During the year ended December 31, 2025, operating activities used $11.2 million of cash primarily driven by our net loss of $10.9 million. During fiscal 2024, operating activities used $10.2 million of cash primarily driven by our net loss of $9.0 million and by non-cash items of $1.2 million.

Investing Activities

During the year ended December 31, 2025, investing activities used $182,909 of cash driven by $161,000 in trademark and deferred patent costs and $24,000 for the purchase of equipment offset by $3,000 in proceeds from the sale of property and equipment.

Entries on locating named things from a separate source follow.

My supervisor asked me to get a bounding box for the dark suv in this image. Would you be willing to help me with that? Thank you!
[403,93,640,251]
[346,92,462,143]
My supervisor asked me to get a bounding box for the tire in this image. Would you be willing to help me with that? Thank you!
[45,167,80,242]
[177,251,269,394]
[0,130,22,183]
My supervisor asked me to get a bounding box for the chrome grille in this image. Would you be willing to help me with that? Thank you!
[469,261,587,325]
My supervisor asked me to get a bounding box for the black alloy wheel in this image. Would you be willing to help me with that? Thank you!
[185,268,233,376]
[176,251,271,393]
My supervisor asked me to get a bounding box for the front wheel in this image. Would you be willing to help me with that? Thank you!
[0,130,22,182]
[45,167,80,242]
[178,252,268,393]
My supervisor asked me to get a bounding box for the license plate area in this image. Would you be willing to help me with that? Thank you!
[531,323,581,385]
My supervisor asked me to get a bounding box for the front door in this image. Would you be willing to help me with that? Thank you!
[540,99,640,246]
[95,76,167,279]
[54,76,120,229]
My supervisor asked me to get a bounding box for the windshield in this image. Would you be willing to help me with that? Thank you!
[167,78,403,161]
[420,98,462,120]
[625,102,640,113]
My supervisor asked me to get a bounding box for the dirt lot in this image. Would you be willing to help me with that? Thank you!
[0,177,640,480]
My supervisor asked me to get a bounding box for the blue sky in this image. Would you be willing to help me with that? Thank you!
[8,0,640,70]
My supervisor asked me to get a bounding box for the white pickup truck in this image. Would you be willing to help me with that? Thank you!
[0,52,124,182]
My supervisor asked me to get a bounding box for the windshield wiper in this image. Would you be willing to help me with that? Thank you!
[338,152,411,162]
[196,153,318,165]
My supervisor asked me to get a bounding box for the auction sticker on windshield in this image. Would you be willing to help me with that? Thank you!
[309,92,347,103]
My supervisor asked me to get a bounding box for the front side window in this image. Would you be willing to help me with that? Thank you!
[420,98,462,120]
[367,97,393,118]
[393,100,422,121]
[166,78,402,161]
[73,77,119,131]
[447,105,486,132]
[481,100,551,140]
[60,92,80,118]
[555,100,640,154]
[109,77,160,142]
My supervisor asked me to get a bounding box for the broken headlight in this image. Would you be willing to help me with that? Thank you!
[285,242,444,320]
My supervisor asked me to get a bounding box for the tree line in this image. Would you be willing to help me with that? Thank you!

During fiscal 2024, investing activities used $379,246 of cash driven by $370,000 in trademark and deferred patent costs and $9,000 for the purchase of equipment.

Financing Activities

During the year ended December 31, 2025, financing activities provided $8.9 million in cash primarily driven by proceeds from our January and February 2025 follow-on public offerings, draws on our equity line of credit, and the November Private Placement. During the fiscal 2024, financing activities provided $13.3 million in cash primarily driven by proceeds from our February 2024 follow-on offering.

Critical Accounting Policies and Estimates

During the year ended December 31, 2025, there were material changes to our critical accounting policies previously disclosed in our Form 10-K dated December 31, 2024 and filed with the SEC on February 24, 2025. We no longer consider our revenue recognition, and estimating the fair value of our common stock critical accounting policies as we currently do not have transactions that produce revenue, and since we are a publicly traded company, we no longer need to estimate the fair value of our common stock as the Company's common stock is traded on the NYSE American.

Our management’s discussion and analysis of our financial condition and results of operations are based on our condensed financial statements, which have been prepared in accordance with U.S. generally accepted accounting principles. The preparation of these condensed financial statements requires us to make judgments and estimates that affect the reported amounts of assets, liabilities, and expenses and the disclosure of contingent assets and liabilities in our condensed financial statements. We base our estimates on historical experience, known trends and events, and various other factors that are believed to be reasonable under the circumstances. Actual results may differ from these estimates under different assumptions or conditions. On an ongoing basis, we evaluate our judgments and estimates in light of changes in circumstances, facts and experience. The effects of material revisions in estimates, if any, will be reflected in the condensed financial statements prospectively from the date of change in estimates.